En effet, il n’est malheureusement pas exclu (et pas si rare) que l’enfant ou l’adolescent subisse, dans son établissement scolaire, des menaces contre son « intégrité physique ou morale ».

Cette situation renvoie notamment au cas du harcèlement scolaire, qui peut remettre en cause l’intégrité morale des élèves.

Dans cette hypothèse, la famille peut demander une dérogation au principe de l’enseignement obligatoire en établissement scolaire pour enseigner directement à l’enfant.

C’est alors une demande fondée sur la « situation propre à l'enfant » et la famille doit produire les documents attestant des risques pour l’intégrité de l’enfant.

Dans le cadre de l’instruction d’une telle demande, le directeur de l’établissement d’enseignement émet un « avis circonstancié » sur ce projet.

Les associations requérantes reprochaient au mécanisme de donner au chef d’établissement scolaire un pouvoir d’influer sur la décision. En effet, il est difficilement discutable que l’avis circonstancié rendu par celui-ci sera regardé avec attention par les services instruisant la demande d’autorisation d’instruction dans la famille.

Néanmoins, le Conseil d’Etat estime que l’exigence de cet avis par l’article R. 131-11-7 du code de l’éducation n’est pas entachée d’illégalité dans la mesure où, d’une part, cet avis est utile et, d’autre part, les parents peuvent produire d’autres documents.

 

  • Les modalités du recours préalable obligatoire revues par le Conseil d’Etat

Les associations requérantes adressaient différents reproches au mécanisme de recours préalable obligatoire en cas de refus de l’autorisation d’instruction à domicile.

En effet, il est prévu par les textes qu’en cas de refus d’autorisation d’instruction dans la famille, un recours préalable sera obligatoire déposé (avant toute saisine du juge) auprès d’une commission chargée de réexaminer la décision de refus.

Les associations requérantes soutenaient que le texte méconnaissait le droit au recours dans la mesure où :

  • Le délai de saisine de la commission (8 jours) était trop court,

  • Le délai donné à la commission pour statuer (1 mois) était trop long.

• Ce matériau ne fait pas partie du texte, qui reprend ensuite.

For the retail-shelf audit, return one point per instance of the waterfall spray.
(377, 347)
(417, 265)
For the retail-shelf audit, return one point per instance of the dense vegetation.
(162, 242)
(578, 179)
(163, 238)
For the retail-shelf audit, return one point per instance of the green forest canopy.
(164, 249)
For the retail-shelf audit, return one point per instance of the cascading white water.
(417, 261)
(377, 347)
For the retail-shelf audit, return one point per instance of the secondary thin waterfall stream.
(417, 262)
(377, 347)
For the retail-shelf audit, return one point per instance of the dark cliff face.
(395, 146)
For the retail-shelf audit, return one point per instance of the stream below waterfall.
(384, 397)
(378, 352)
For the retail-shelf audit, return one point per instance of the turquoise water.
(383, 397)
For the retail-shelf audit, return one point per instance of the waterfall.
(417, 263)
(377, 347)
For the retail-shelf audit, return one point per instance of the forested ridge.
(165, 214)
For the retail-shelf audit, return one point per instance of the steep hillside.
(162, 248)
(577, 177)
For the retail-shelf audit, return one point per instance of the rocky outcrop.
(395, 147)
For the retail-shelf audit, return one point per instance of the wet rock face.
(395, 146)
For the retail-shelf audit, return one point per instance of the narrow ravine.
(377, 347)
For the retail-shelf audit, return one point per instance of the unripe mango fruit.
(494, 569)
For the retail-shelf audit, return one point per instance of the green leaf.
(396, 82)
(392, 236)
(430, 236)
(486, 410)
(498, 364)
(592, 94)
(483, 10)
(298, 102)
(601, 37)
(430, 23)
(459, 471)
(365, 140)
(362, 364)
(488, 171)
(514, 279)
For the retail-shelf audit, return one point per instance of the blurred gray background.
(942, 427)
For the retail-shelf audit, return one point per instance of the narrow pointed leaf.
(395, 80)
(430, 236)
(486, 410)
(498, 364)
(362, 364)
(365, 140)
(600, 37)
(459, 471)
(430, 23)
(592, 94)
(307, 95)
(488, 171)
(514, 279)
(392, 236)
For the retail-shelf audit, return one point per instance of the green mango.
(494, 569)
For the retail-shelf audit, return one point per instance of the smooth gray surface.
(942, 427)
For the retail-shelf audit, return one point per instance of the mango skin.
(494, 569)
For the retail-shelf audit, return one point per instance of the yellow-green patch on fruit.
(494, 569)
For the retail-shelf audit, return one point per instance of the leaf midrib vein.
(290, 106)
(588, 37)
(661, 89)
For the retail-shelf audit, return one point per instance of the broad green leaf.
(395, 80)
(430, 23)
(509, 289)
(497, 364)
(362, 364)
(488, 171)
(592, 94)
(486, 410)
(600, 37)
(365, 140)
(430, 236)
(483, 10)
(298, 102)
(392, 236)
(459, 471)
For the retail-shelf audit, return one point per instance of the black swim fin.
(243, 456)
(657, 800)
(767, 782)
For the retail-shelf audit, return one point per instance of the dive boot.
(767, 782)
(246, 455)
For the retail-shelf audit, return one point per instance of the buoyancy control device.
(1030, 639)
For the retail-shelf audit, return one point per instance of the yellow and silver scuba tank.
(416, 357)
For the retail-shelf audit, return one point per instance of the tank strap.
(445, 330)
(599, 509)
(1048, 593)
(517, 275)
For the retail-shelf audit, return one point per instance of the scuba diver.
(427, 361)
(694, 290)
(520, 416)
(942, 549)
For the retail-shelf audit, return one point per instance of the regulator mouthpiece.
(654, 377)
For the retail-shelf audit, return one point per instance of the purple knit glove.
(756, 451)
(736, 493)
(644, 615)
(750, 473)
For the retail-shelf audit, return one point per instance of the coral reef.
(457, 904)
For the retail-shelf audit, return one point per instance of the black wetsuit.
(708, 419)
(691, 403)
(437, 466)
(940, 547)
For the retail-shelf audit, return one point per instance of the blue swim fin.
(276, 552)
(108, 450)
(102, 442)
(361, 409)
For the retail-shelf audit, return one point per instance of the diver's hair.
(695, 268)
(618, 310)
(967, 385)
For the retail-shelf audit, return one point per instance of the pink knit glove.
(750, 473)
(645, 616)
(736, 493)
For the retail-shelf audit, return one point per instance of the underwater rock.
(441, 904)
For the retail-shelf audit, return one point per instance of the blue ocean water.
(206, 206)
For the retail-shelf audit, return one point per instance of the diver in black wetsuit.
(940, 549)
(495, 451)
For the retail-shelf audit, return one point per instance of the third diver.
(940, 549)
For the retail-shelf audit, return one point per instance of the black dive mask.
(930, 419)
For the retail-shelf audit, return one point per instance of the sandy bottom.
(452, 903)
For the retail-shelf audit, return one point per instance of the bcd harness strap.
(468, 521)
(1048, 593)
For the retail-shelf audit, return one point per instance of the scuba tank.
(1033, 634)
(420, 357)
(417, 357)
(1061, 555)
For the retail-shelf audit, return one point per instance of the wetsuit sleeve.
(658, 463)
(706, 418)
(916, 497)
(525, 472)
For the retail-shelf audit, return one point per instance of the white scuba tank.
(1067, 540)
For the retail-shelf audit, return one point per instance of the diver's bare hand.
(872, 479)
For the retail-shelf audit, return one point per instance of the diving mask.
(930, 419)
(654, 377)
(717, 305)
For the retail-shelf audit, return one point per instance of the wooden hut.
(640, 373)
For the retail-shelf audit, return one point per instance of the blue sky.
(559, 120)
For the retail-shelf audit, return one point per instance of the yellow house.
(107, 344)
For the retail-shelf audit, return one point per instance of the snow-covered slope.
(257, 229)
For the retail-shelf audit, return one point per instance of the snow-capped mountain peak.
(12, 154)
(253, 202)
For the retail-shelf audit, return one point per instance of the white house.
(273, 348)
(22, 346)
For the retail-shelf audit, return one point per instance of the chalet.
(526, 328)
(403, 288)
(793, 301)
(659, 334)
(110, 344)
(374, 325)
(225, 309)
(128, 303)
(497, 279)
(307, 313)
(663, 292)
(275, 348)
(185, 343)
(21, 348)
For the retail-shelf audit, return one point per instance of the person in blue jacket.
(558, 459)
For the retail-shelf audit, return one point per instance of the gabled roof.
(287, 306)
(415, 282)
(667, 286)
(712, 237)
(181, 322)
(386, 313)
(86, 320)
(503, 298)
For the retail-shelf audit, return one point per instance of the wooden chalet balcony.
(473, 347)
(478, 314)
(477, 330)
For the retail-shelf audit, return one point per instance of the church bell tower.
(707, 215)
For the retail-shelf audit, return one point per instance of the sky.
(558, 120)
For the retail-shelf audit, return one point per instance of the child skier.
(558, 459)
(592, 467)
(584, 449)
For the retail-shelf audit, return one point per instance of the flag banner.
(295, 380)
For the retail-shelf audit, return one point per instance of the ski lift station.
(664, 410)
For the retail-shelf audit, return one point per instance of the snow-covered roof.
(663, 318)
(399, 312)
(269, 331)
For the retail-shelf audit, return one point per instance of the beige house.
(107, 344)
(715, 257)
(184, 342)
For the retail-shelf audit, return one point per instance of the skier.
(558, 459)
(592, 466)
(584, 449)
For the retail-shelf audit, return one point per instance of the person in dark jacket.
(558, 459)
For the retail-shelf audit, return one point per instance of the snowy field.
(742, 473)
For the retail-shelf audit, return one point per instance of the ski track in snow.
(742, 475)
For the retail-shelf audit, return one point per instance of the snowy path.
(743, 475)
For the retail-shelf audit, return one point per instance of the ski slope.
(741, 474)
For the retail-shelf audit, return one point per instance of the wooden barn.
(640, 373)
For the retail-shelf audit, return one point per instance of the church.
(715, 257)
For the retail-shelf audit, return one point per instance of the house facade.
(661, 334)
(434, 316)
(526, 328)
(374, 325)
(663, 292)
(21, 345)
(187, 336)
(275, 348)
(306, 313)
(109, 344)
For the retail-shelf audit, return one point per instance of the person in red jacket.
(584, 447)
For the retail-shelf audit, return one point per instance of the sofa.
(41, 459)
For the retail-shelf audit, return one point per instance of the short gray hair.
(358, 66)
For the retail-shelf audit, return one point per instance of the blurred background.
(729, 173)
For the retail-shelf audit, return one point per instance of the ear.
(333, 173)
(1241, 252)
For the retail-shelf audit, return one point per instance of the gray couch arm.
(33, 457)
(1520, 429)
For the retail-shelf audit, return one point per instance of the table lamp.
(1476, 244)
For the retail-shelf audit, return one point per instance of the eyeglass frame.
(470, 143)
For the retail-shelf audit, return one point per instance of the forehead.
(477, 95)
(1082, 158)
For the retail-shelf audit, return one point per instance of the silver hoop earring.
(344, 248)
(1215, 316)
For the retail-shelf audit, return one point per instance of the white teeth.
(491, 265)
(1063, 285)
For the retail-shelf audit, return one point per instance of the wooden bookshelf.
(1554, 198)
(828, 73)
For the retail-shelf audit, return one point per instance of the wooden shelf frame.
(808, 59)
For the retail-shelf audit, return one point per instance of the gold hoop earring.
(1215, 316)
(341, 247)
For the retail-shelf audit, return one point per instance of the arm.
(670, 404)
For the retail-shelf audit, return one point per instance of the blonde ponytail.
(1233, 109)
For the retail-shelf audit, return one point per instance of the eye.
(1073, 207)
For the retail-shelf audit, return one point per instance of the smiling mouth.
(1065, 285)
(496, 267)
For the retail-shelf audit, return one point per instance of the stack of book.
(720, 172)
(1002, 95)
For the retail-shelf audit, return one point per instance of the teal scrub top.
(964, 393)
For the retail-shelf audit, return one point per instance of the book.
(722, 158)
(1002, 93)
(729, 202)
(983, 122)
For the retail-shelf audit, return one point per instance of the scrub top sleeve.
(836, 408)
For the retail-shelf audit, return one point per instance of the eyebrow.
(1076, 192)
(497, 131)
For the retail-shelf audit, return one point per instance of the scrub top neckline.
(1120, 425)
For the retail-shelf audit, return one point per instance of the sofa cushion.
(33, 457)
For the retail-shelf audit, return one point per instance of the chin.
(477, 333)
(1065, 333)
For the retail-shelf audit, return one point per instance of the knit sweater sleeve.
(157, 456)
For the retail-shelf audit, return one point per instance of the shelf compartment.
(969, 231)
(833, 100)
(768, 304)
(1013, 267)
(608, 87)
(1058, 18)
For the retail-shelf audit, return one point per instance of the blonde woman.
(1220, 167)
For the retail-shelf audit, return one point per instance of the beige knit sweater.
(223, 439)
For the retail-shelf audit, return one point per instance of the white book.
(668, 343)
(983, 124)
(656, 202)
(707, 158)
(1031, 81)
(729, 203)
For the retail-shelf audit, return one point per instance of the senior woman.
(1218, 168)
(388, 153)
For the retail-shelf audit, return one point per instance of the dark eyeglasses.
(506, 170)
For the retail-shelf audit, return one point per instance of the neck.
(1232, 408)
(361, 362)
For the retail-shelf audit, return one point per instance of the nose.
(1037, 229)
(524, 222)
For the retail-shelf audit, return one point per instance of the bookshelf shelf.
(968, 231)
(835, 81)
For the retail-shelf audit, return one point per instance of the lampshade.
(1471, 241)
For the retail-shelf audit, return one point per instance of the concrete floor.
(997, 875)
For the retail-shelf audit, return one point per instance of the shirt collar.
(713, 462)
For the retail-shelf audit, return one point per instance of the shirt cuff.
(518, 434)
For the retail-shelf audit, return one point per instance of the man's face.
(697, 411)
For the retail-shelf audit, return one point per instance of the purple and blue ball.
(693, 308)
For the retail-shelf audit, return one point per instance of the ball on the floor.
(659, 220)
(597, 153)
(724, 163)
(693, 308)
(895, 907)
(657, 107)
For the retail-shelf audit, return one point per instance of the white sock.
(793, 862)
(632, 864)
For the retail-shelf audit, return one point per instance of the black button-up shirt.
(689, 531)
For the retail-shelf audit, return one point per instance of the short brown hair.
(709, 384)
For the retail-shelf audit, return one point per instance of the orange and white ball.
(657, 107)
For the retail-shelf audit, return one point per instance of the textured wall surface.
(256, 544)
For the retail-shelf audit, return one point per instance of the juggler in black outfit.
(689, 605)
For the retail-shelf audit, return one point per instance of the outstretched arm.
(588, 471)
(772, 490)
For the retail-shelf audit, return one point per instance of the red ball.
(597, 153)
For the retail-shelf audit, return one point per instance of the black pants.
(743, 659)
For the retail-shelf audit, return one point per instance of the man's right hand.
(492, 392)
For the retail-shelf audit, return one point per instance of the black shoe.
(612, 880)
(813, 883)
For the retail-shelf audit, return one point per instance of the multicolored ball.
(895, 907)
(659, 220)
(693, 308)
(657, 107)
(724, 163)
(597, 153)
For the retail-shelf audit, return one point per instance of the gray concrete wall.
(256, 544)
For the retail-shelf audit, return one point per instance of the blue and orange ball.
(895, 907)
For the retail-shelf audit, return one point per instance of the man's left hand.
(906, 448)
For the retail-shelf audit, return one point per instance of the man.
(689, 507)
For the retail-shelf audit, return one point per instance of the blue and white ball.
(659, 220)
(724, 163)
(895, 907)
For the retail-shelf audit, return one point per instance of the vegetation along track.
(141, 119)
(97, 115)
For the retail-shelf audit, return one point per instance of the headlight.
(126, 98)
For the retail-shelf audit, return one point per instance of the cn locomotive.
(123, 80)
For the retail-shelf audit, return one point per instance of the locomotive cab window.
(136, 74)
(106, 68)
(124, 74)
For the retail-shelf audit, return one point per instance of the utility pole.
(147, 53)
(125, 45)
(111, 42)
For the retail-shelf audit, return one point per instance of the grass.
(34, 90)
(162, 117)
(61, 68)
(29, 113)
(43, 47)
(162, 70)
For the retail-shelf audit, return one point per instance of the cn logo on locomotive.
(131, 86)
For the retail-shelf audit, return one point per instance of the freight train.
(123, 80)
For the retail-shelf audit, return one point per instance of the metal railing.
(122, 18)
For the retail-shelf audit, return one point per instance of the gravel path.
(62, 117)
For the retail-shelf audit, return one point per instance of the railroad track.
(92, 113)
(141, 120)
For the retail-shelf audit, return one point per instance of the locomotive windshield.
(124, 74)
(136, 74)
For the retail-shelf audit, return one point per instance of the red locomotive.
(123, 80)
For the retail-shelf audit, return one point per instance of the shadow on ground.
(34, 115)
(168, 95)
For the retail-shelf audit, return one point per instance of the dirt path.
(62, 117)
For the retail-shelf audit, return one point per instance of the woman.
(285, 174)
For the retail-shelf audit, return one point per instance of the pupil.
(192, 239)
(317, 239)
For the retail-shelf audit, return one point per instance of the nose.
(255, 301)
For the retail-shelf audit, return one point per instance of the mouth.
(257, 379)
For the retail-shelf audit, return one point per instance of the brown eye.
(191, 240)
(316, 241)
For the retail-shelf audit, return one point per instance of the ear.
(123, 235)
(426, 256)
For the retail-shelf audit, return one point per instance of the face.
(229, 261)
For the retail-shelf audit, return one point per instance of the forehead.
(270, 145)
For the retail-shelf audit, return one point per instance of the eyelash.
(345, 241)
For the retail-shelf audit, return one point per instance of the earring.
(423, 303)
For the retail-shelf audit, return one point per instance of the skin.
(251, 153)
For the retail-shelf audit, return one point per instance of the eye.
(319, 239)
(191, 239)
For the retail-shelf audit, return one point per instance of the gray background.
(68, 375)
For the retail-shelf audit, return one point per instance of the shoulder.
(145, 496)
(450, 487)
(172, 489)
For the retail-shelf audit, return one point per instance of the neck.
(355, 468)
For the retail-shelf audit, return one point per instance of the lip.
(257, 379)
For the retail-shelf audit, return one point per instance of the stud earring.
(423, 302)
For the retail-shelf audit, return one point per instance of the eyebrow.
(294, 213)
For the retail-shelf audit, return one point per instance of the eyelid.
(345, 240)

Le Conseil d’Etat écarte le second argument mais retiens le premier. En effet, il estime que le délai de 8 jours pour saisir la commission est trop court et risque de porter atteinte au droit à un recours effectif.

Aussi, il suspend – dans cette mesure – les dispositions du décret attaqué, tout en précisant que le délai de recours ne devra pas être trop long (pour permettre qu’une décision définitive soit prise avant la rentrée).

Dès lors, il incombera à l’Etat de modifier le décret pour prolonger ce délai de recours.

Cette précision du Conseil d’Etat est intéressante dans la mesure où le délai de 8 jours prévu par le décret en matière de recours contre les refus d’autorisation d’instruction dans la famille est assez courant en matière de droit de l’éducation.

En effet, c’est dans ce délai de 8 jours que doit être contesté une sanction prononcée par le conseil de discipline devant la commission académique (article R. 511-49 du code de l’éducation).

Le délai est même de 3 jours en cas de recours contre un redoublement ou une orientation (articles D. 331-34, D. 331-56 et D. 331-62 du code de l’éducation).

Au vu de la décision rendue en l’espèce par le Conseil d’Etat, l’on peut s’interroger sur la légalité de ces délais très courts prévus par les textes.

De la sorte, cette décision, rendue à propos des autorisations d’instruction à domicile, est susceptible d’avoir un impact sur d’autres domaines du droit de l’éducation.